People living with HIV—and especially those on treatment—must have continuous access to health services. When ART is abruptly halted, patients could become unwell, they may be more likely to transmit the virus, and they may form a resistance to their HIV drugs. Fortunately, UNAIDS and other organizations are working to make sure people living with HIV get the care they need, even in Ebola-affected areas, by:

  • Supporting continuity of treatment
  • Boosting community networks
  • Working with national AIDS councils to establish additional service delivery points
  • Giving patients supplies for longer periods than usual amid the Ebola outbreak

The UNAIDS Inter Agency Task Team to address HIV in Humanitarian Emergencies is advocating for a minimum HIV service package as part of efforts to restore public health services during this outbreak.

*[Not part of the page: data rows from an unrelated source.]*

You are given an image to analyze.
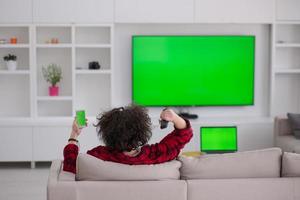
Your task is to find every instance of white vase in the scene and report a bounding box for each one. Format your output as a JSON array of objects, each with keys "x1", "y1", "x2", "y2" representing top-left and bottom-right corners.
[{"x1": 6, "y1": 60, "x2": 17, "y2": 71}]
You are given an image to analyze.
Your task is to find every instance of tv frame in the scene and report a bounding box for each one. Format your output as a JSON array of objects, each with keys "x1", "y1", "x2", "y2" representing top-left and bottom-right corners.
[
  {"x1": 200, "y1": 126, "x2": 238, "y2": 154},
  {"x1": 131, "y1": 35, "x2": 256, "y2": 108}
]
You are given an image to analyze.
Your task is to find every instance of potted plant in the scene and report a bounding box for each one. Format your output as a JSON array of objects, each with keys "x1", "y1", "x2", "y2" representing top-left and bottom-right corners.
[
  {"x1": 42, "y1": 63, "x2": 62, "y2": 96},
  {"x1": 3, "y1": 54, "x2": 17, "y2": 71}
]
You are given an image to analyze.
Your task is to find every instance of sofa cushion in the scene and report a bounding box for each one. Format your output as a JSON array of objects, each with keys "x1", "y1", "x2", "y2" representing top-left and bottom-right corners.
[
  {"x1": 287, "y1": 113, "x2": 300, "y2": 139},
  {"x1": 282, "y1": 152, "x2": 300, "y2": 177},
  {"x1": 76, "y1": 154, "x2": 181, "y2": 181},
  {"x1": 179, "y1": 148, "x2": 282, "y2": 179}
]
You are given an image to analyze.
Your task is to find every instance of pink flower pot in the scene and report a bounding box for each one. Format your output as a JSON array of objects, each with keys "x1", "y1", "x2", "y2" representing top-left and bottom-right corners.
[{"x1": 49, "y1": 86, "x2": 59, "y2": 96}]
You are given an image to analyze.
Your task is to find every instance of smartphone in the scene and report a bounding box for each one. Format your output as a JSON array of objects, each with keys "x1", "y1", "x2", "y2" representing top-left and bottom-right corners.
[{"x1": 76, "y1": 110, "x2": 86, "y2": 128}]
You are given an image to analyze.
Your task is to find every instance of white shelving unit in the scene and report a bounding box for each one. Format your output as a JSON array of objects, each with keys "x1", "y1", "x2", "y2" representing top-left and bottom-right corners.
[
  {"x1": 33, "y1": 24, "x2": 113, "y2": 118},
  {"x1": 74, "y1": 25, "x2": 113, "y2": 117},
  {"x1": 0, "y1": 24, "x2": 32, "y2": 119},
  {"x1": 271, "y1": 21, "x2": 300, "y2": 116}
]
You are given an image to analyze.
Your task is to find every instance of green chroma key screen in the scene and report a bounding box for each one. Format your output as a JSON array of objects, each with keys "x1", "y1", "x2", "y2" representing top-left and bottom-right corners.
[
  {"x1": 200, "y1": 126, "x2": 237, "y2": 153},
  {"x1": 132, "y1": 36, "x2": 255, "y2": 106}
]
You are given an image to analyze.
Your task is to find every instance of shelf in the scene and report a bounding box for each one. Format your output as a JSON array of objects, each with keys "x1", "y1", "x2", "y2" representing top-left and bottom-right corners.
[
  {"x1": 0, "y1": 70, "x2": 30, "y2": 75},
  {"x1": 75, "y1": 44, "x2": 111, "y2": 48},
  {"x1": 0, "y1": 44, "x2": 30, "y2": 48},
  {"x1": 37, "y1": 96, "x2": 72, "y2": 101},
  {"x1": 75, "y1": 69, "x2": 111, "y2": 74},
  {"x1": 275, "y1": 43, "x2": 300, "y2": 48},
  {"x1": 36, "y1": 43, "x2": 72, "y2": 48},
  {"x1": 274, "y1": 68, "x2": 300, "y2": 74},
  {"x1": 275, "y1": 20, "x2": 300, "y2": 25}
]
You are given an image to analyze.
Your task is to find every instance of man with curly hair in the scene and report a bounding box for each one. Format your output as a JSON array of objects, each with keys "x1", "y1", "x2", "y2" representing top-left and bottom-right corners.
[{"x1": 63, "y1": 105, "x2": 193, "y2": 173}]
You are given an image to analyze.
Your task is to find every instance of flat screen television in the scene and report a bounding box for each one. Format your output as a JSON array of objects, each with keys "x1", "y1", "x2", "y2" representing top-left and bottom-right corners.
[
  {"x1": 132, "y1": 35, "x2": 255, "y2": 106},
  {"x1": 200, "y1": 126, "x2": 238, "y2": 153}
]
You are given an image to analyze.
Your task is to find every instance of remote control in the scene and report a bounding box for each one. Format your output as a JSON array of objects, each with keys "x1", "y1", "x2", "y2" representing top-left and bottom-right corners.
[
  {"x1": 159, "y1": 119, "x2": 169, "y2": 129},
  {"x1": 159, "y1": 108, "x2": 169, "y2": 129}
]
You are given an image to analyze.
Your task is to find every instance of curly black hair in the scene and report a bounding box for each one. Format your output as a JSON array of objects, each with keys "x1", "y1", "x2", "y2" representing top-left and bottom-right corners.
[{"x1": 95, "y1": 105, "x2": 152, "y2": 151}]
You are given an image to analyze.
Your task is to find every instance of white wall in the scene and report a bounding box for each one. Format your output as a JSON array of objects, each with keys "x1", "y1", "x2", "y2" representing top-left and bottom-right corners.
[{"x1": 113, "y1": 24, "x2": 273, "y2": 151}]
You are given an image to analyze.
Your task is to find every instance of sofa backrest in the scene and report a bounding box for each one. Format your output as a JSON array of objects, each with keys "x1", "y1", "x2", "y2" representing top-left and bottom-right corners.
[
  {"x1": 76, "y1": 154, "x2": 181, "y2": 181},
  {"x1": 274, "y1": 117, "x2": 292, "y2": 137},
  {"x1": 179, "y1": 148, "x2": 282, "y2": 179}
]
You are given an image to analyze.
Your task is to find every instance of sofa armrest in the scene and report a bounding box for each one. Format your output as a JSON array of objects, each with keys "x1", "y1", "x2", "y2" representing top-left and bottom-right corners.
[{"x1": 47, "y1": 160, "x2": 77, "y2": 200}]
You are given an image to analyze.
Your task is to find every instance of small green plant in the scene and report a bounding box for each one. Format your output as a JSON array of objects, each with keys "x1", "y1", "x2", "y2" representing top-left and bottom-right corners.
[
  {"x1": 42, "y1": 63, "x2": 62, "y2": 86},
  {"x1": 3, "y1": 54, "x2": 17, "y2": 61}
]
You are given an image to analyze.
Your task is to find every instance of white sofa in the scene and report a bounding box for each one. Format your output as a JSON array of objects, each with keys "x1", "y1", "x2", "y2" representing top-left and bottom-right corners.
[{"x1": 47, "y1": 148, "x2": 300, "y2": 200}]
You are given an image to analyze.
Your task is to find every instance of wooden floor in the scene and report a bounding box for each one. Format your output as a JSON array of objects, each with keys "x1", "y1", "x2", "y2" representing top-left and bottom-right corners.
[{"x1": 0, "y1": 163, "x2": 50, "y2": 200}]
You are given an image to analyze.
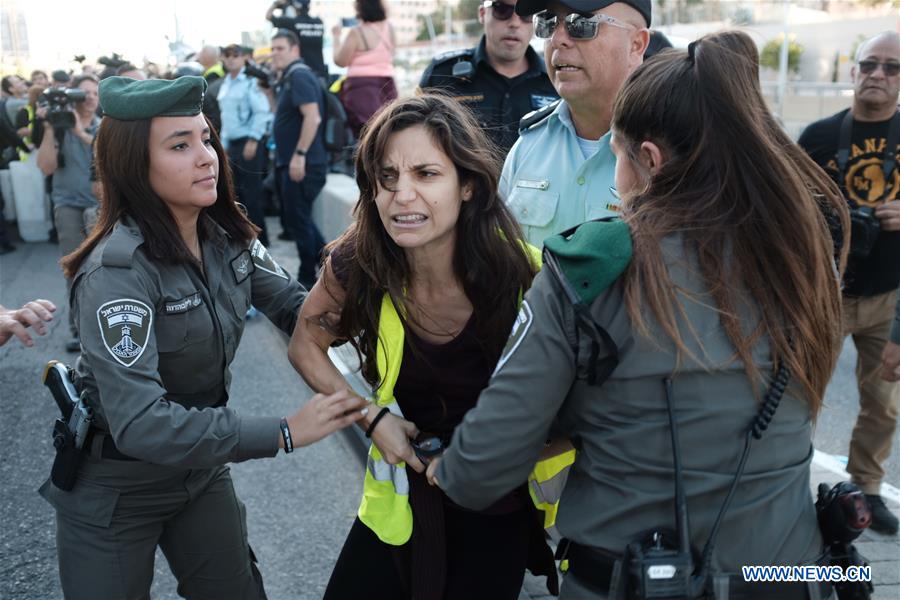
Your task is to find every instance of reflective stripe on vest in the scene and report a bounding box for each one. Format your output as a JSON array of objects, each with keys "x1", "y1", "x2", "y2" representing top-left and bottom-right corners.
[{"x1": 357, "y1": 239, "x2": 575, "y2": 546}]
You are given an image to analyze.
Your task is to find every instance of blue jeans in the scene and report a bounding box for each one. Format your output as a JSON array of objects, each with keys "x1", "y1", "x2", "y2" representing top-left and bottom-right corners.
[
  {"x1": 228, "y1": 138, "x2": 269, "y2": 246},
  {"x1": 275, "y1": 165, "x2": 328, "y2": 287}
]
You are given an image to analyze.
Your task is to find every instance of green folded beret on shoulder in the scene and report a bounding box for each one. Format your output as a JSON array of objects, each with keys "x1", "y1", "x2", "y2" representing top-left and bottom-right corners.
[
  {"x1": 100, "y1": 77, "x2": 206, "y2": 121},
  {"x1": 544, "y1": 218, "x2": 632, "y2": 304}
]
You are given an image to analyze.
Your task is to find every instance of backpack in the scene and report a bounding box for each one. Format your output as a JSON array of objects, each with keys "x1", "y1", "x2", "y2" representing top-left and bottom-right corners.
[{"x1": 281, "y1": 62, "x2": 353, "y2": 153}]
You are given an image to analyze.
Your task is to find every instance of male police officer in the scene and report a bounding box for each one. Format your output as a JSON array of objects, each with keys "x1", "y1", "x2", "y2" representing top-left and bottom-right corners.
[
  {"x1": 500, "y1": 0, "x2": 651, "y2": 246},
  {"x1": 799, "y1": 32, "x2": 900, "y2": 534},
  {"x1": 419, "y1": 0, "x2": 559, "y2": 155}
]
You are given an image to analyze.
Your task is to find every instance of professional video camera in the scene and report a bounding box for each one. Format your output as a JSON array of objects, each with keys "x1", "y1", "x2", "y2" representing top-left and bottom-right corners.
[
  {"x1": 97, "y1": 52, "x2": 128, "y2": 69},
  {"x1": 244, "y1": 59, "x2": 275, "y2": 89},
  {"x1": 41, "y1": 88, "x2": 87, "y2": 129}
]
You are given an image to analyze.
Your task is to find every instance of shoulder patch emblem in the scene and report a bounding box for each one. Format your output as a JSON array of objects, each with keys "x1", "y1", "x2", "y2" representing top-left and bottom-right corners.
[
  {"x1": 165, "y1": 292, "x2": 203, "y2": 315},
  {"x1": 97, "y1": 298, "x2": 153, "y2": 367},
  {"x1": 493, "y1": 300, "x2": 534, "y2": 375},
  {"x1": 231, "y1": 250, "x2": 255, "y2": 283},
  {"x1": 250, "y1": 240, "x2": 290, "y2": 279}
]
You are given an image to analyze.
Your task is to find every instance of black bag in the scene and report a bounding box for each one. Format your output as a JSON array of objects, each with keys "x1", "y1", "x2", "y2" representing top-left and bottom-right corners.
[{"x1": 281, "y1": 63, "x2": 353, "y2": 153}]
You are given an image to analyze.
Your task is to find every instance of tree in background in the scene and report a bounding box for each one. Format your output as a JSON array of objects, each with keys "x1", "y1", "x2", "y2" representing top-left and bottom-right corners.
[{"x1": 759, "y1": 34, "x2": 803, "y2": 75}]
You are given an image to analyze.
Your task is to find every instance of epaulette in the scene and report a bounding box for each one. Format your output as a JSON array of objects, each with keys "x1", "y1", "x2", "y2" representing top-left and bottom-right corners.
[
  {"x1": 519, "y1": 98, "x2": 562, "y2": 134},
  {"x1": 544, "y1": 217, "x2": 632, "y2": 305},
  {"x1": 100, "y1": 224, "x2": 144, "y2": 267}
]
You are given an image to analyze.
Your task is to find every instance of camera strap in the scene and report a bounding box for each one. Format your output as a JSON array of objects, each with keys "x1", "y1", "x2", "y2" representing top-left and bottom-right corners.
[{"x1": 837, "y1": 109, "x2": 900, "y2": 202}]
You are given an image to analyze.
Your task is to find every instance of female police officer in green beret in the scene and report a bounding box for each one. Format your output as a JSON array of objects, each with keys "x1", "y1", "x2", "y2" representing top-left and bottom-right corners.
[
  {"x1": 41, "y1": 77, "x2": 362, "y2": 600},
  {"x1": 428, "y1": 32, "x2": 847, "y2": 600}
]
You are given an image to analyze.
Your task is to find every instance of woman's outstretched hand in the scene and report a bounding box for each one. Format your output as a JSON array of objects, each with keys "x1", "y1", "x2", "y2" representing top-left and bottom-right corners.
[{"x1": 279, "y1": 390, "x2": 368, "y2": 448}]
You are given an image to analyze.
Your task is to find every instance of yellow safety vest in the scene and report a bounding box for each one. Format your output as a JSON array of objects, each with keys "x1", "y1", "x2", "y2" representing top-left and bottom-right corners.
[
  {"x1": 358, "y1": 244, "x2": 575, "y2": 546},
  {"x1": 19, "y1": 104, "x2": 37, "y2": 162}
]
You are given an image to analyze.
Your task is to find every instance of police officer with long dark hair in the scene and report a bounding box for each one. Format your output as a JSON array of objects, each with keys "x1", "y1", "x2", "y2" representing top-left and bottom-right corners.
[{"x1": 40, "y1": 77, "x2": 362, "y2": 600}]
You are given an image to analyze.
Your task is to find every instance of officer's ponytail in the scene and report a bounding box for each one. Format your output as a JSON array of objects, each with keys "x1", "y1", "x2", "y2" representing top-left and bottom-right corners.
[{"x1": 612, "y1": 31, "x2": 846, "y2": 410}]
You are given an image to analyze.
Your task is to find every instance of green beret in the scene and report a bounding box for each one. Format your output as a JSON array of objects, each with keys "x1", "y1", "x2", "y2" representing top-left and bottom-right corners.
[
  {"x1": 100, "y1": 77, "x2": 206, "y2": 121},
  {"x1": 544, "y1": 218, "x2": 632, "y2": 305}
]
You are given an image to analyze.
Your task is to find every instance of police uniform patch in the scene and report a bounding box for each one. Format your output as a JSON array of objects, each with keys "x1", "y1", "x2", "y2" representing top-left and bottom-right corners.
[
  {"x1": 164, "y1": 292, "x2": 203, "y2": 315},
  {"x1": 231, "y1": 250, "x2": 256, "y2": 283},
  {"x1": 494, "y1": 301, "x2": 534, "y2": 375},
  {"x1": 250, "y1": 240, "x2": 290, "y2": 279},
  {"x1": 97, "y1": 298, "x2": 153, "y2": 367}
]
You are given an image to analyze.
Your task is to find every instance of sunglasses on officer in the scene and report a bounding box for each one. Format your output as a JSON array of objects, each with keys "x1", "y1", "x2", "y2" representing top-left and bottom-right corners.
[
  {"x1": 534, "y1": 10, "x2": 634, "y2": 40},
  {"x1": 482, "y1": 0, "x2": 516, "y2": 21},
  {"x1": 857, "y1": 60, "x2": 900, "y2": 77}
]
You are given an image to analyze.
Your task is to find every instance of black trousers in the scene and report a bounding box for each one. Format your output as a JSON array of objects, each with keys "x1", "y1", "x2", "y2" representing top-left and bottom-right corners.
[
  {"x1": 324, "y1": 505, "x2": 534, "y2": 600},
  {"x1": 228, "y1": 137, "x2": 269, "y2": 246}
]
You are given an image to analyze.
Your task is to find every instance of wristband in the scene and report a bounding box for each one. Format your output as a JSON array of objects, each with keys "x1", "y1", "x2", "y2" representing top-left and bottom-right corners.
[
  {"x1": 279, "y1": 417, "x2": 294, "y2": 454},
  {"x1": 366, "y1": 406, "x2": 391, "y2": 438}
]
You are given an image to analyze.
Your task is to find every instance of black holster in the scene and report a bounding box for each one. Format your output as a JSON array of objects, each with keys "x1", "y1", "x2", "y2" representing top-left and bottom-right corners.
[{"x1": 50, "y1": 419, "x2": 82, "y2": 492}]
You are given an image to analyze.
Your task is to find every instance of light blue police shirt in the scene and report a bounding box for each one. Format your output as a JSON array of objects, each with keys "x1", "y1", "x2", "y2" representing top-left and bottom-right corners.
[
  {"x1": 500, "y1": 100, "x2": 618, "y2": 247},
  {"x1": 216, "y1": 69, "x2": 272, "y2": 148}
]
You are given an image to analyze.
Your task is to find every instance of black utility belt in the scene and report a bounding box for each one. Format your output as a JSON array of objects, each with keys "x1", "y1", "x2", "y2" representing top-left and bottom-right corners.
[
  {"x1": 85, "y1": 429, "x2": 138, "y2": 461},
  {"x1": 556, "y1": 539, "x2": 833, "y2": 600}
]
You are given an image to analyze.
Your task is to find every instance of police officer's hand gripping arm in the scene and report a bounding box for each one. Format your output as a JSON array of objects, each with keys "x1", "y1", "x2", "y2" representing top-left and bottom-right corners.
[
  {"x1": 428, "y1": 270, "x2": 575, "y2": 510},
  {"x1": 73, "y1": 260, "x2": 362, "y2": 468},
  {"x1": 288, "y1": 259, "x2": 425, "y2": 473}
]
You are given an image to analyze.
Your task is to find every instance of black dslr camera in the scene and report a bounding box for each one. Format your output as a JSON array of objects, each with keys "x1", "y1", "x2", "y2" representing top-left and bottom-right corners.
[
  {"x1": 244, "y1": 60, "x2": 274, "y2": 89},
  {"x1": 41, "y1": 88, "x2": 87, "y2": 130},
  {"x1": 850, "y1": 206, "x2": 881, "y2": 258},
  {"x1": 816, "y1": 481, "x2": 874, "y2": 600}
]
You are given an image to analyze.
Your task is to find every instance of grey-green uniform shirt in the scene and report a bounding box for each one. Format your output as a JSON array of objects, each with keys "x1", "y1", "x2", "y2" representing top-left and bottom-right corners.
[
  {"x1": 71, "y1": 216, "x2": 306, "y2": 468},
  {"x1": 437, "y1": 238, "x2": 823, "y2": 572}
]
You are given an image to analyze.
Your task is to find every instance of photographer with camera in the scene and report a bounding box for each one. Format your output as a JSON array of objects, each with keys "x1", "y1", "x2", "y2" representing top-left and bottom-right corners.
[
  {"x1": 217, "y1": 44, "x2": 272, "y2": 246},
  {"x1": 266, "y1": 0, "x2": 328, "y2": 82},
  {"x1": 37, "y1": 75, "x2": 100, "y2": 352},
  {"x1": 799, "y1": 32, "x2": 900, "y2": 535}
]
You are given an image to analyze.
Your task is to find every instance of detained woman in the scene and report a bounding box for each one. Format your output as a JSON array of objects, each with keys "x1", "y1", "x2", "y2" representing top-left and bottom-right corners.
[
  {"x1": 40, "y1": 77, "x2": 364, "y2": 600},
  {"x1": 289, "y1": 95, "x2": 553, "y2": 600},
  {"x1": 429, "y1": 32, "x2": 847, "y2": 599}
]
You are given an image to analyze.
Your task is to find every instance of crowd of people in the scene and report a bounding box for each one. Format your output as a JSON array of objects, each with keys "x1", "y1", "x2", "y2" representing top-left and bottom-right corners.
[{"x1": 0, "y1": 0, "x2": 900, "y2": 600}]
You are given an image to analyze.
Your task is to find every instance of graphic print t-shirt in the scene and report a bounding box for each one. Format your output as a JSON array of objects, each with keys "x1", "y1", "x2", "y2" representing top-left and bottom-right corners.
[{"x1": 797, "y1": 109, "x2": 900, "y2": 296}]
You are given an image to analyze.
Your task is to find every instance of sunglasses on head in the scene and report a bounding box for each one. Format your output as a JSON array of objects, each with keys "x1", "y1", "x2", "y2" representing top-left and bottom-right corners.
[
  {"x1": 482, "y1": 0, "x2": 516, "y2": 21},
  {"x1": 858, "y1": 60, "x2": 900, "y2": 77},
  {"x1": 534, "y1": 10, "x2": 634, "y2": 40}
]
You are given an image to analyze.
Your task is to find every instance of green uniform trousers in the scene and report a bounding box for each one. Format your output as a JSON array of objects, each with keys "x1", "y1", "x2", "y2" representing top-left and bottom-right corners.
[
  {"x1": 40, "y1": 456, "x2": 265, "y2": 600},
  {"x1": 844, "y1": 292, "x2": 900, "y2": 494}
]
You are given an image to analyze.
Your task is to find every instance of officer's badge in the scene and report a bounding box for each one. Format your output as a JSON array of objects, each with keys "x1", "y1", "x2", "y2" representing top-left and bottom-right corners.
[
  {"x1": 250, "y1": 240, "x2": 290, "y2": 279},
  {"x1": 97, "y1": 298, "x2": 153, "y2": 367},
  {"x1": 231, "y1": 250, "x2": 256, "y2": 283},
  {"x1": 164, "y1": 292, "x2": 203, "y2": 315},
  {"x1": 494, "y1": 301, "x2": 534, "y2": 375}
]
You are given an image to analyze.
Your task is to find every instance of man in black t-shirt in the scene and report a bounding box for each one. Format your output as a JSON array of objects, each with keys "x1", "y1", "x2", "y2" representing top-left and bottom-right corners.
[
  {"x1": 266, "y1": 0, "x2": 328, "y2": 82},
  {"x1": 799, "y1": 32, "x2": 900, "y2": 534},
  {"x1": 272, "y1": 29, "x2": 328, "y2": 289}
]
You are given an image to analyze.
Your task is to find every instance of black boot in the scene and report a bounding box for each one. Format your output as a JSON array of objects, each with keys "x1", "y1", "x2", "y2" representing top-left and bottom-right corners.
[{"x1": 866, "y1": 494, "x2": 898, "y2": 535}]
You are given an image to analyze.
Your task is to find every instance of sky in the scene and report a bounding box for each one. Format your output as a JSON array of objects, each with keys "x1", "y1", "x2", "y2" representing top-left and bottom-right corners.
[{"x1": 24, "y1": 0, "x2": 271, "y2": 69}]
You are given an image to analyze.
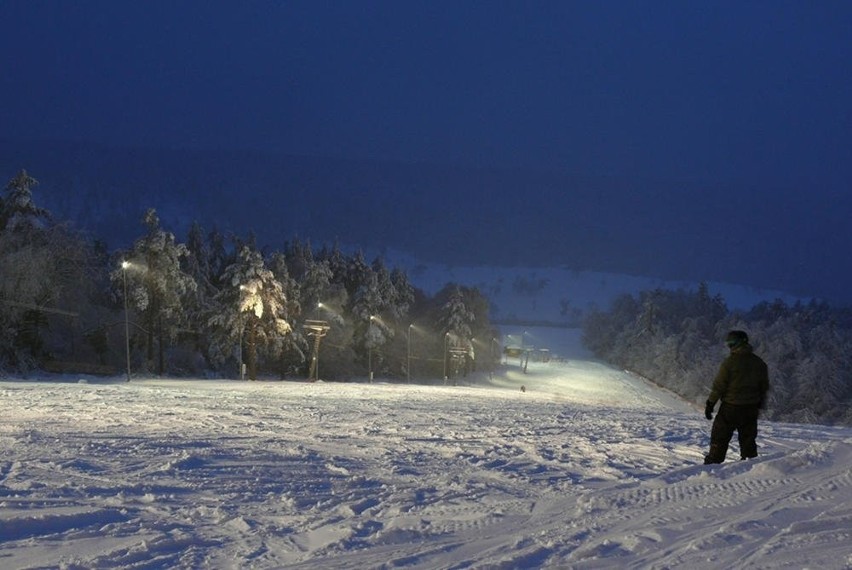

The service package includes guidelines for using community platforms to distribute ART and recommends using mobile platforms to communicate about which facilities are open and able to provide HIV services.

Using What Works

Strong knowledge management processes and coherent communication are essential if all of us—international and private donors, implementing agencies, and local governments and organizations—are to work together to stop the Ebola outbreak and minimize the disruption to HIV and other health services. We need to offer information that is clear, concise, and efficient, so as not to overwhelm those who are working relentlessly on the ground.

Ebola is happening in a world of unprecedented, instant, real-time connectivity.

Plenty of information and tools are already available to help public health officials, health workers, and community leaders understand and address the Ebola outbreak. Aggregating, evaluating, synthesizing, and repackaging or translating existing information resources can help countries move quickly and efficiently rather than wasting time reinventing the wheel.

If countries and organizations could have shared resources and approaches in real time so freely back in the early 1980s, would the HIV response have been more effective? We’ll never know.

But we do know that in today’s world of interconnectivity, we have that luxury and need to use it.

Ebola Resources for Health Workers and the Ebola Communication Network are both designed to quickly connect users to vetted, high-quality resources that they can adapt to different contexts and audiences.

Health workers especially need reliable, real-time information amid global epidemics, and they need it quickly and concisely. Mobile platforms such as mHero can improve two-way communication between health workers and government officials and make a huge difference right now during outbreak.

These same platforms can also be used to target messages about sustaining HIV and other services now and into the future.

Closing the Gap

Just like with HIV, stigma and fear around Ebola are fueling misinformation that cannot be overcome without champions of accurate knowledge.

Unlike in the early days of the HIV epidemic, Ebola is happening in a world of unprecedented, instant, real-time connectivity. Many organizations have come together from around the world to share what’s working, what’s not, and their expertise with others who can use it.

In a time of such rapid information exchange, we must also take the time to evaluate and share what we’re learning with each other along the way.

The wrong approaches can, at best, waste time—and at worst, lives.

The right information delivered effectively can empower people everywhere to overcome fear and access the services they need—closing the gap between those who need treatment and those who have it.

The wrong approaches can, at best, waste time—and at worst, lives.

Before it’s over, Ebola will disrupt the health of many HIV-positive individuals. But HIV taught us a few things about how to contain outbreaks, even if it is a challenge. Today we know how to spread accurate information. We know how to reduce stigma. And we know how to put people first and empower everyone to be part of the solution to end both Ebola and HIV.

Together, we can do better than identify the gap. We can close the gap.